Trail of Tears: MySQL, ODBC, & OpenOffice 1.0
Joe Barr writes "
I found a wonderful "how-to" piece called "OpenOffice.org 1.0, ODBC and MySQL," by John McCreesh. In the introduction, McCreesh writes about OpenOffice.org 1.0's "best kept secret" -- that secret being the fact that hidden away inside, completely unknown to most OpenOffice users, is a user-friendly front end for databases that is "a Microsoft Access (and more) equivalent." That may be so, but there is a very good reason why it's a secret: it's too damn hard getting OpenOffice and ODBC wired up correctly."
However, why does everyone have to be sensitive to everything that might offend anyone?
:)
Because (1) it's not nice to offend people and (2) it's important to understand that offense is in the eye of the offended, not the offender.
If you are not strange, you wouldn't like it if I walked up to your mother and called her a two-dollar whore. It's not censorship to suggest that this is a bad idea, it's common decency.
I imagine you're not part of a culture where flip references to your history can be offensive, but there are people who are and it's just common decency to not be a jerk to those people, especially when a similar phrase would do just fine (Path of pain, tutorial of terror, whatever
No one's going to ask you not to use C, there's a clear differentiation between the tool and the motivation of the user in your example. But it wouldn't be out of line to ask a software project to change it's name if it were genuinely offensive.

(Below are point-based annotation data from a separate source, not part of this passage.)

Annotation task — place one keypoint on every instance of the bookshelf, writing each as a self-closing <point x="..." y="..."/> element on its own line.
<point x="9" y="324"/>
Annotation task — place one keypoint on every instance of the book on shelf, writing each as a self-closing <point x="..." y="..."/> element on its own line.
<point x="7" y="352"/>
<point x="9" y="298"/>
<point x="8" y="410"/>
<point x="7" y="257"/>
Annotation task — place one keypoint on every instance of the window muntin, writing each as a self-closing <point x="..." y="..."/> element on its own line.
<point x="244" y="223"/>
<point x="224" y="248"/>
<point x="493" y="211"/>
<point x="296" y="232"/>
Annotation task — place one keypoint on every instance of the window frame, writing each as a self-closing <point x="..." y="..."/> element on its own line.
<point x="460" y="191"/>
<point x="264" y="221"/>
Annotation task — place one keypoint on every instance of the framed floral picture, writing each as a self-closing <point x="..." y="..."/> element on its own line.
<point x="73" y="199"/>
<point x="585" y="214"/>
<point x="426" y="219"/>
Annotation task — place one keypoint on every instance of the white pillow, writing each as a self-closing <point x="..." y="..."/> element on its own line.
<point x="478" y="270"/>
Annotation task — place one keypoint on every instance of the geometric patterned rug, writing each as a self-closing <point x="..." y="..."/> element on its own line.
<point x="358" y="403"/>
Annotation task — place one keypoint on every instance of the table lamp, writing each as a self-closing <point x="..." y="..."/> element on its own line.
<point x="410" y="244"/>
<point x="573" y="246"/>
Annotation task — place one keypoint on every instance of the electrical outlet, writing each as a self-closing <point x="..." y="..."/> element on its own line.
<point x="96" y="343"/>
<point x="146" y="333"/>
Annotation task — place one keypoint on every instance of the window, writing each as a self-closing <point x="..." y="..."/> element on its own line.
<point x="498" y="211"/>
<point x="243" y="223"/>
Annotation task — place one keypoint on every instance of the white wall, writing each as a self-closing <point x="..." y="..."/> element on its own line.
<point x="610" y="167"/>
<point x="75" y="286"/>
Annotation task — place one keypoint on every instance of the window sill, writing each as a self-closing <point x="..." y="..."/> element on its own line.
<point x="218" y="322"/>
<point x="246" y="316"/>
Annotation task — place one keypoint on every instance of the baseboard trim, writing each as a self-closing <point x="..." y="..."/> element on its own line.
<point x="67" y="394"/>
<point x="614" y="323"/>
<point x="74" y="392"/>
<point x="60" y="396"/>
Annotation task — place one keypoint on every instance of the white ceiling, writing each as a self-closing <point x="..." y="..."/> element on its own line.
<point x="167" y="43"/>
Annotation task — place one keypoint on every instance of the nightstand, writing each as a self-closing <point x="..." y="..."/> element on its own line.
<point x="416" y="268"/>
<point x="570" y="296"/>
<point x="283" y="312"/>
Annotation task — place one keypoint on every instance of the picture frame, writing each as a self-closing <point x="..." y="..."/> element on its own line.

People who complain about political correctness, in my experience, complain because they say such awful things, for instance, they'll say "this may not be politically correct, but" then tell a mean-spirited N-word joke or the like.
There's the caricature version of political correctness (vertically challenged, etc.), and then there's common decency- too often people engaging in the latter are viciously attacked for engaging in the former.
microsoftword.mp3 - it doesn't care that they're not words...
The first time I tried it I connected it both to MySQL and M$ Access inside of 15 minutes having never used either OpenOffice or ODBC before. It wasn't difficult at all. I didn't like it and went back to my own way of doing things but it wasn't difficult to setup. I'd say if you have trouble with the setup you really don't want to be messing with databases without a more experienced user to guide you. Try IRC or a mailing list - lots of help is available.
At what price learning? At what cost wisdom? The price is a man's peace of mind, and the cost is his life.